Tespit edilen bu yaralarda nasıl bir tedavi şekli uygulandığını da anlatan Op. Dr. Emine Elmas Etiz, “Smear testinden çıkan sonuca göre tedavi uygulanır. Örneğin vajinit tablosu çıktıysa vajinite yönelik antibiyotik veya parazite, mantara yönelik bir tedavi uygulanır. Eğer sonuçta anormal hücreler çıktıysa kolposkopi uygulayarak örnek alınıp biyopsiye gönderilir. Çıkan sonuca göre tedavi uygulanır” ifadelerini kullandı.
HPV aşısı hakkında da bilgi veren Op. Dr. Etiz, “Aşı kız çocuklarına uygulanan onaylı bir aşıdır. 11-12 yaşında başlanır, 18 yaşına kadar rutin bir aşılama programı içinde yapılır. Aşı zorunlu değildir ama biz kız çocuklarına öneriyoruz. Çünkü HPV, rahim ağzı kanserinin tek nedenidir. HPV’nin çok çeşitli tipleri vardır, aşı kansere yol açan HPV türlerine karşı koruyuculuk sağlar” diye konuştu.

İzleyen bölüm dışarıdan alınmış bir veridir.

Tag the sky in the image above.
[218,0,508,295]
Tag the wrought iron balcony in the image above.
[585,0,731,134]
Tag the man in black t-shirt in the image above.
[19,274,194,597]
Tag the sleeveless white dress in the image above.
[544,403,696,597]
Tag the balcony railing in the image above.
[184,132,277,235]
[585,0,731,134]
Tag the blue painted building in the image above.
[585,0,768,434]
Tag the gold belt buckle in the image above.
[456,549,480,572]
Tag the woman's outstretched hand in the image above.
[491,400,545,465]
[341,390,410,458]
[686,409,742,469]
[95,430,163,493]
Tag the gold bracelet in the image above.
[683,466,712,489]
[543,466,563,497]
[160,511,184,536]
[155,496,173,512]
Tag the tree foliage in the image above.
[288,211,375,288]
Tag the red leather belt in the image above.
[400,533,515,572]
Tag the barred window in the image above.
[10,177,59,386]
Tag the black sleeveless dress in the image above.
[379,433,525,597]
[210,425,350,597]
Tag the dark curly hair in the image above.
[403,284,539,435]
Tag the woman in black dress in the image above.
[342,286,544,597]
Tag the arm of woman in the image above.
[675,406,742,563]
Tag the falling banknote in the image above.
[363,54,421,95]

“HPV aşısının bir zararı var mıdır?” sorusunu da yanıtlayan Dr. Etiz, şunları kaydetti:
“Bu aşı son 8-9 yıldır tüm dünyada yapılan bir aşıdır. Bazı ülkelerde erkek çocuklarında da etkili olmuştur. Pek çok kanserden HPV’nin sorumlu olduğu biliniyor. HPV cinsel yolla bulaşan virüslerden biridir. Erkeklerde de 11-12 yaşından sonra aşı yapılabilir. Aşının bir zararı yoktur. Aşıdan sonra rutin testlere devam edilmelidir. 46 yaşına kadar kişinin rızası ile bu aşı yapılabilir. Aşının en etkili olduğu dönem cinsel aktiviteden önceki dönemdir. HPV’den korunmak için prezervatif kullanmak, HPV aşısı olmak önemlidir. Vajinal yaralardan korunmak için deodorantlardan, kokulu tampon kullanımından kaçınılmalıdır.”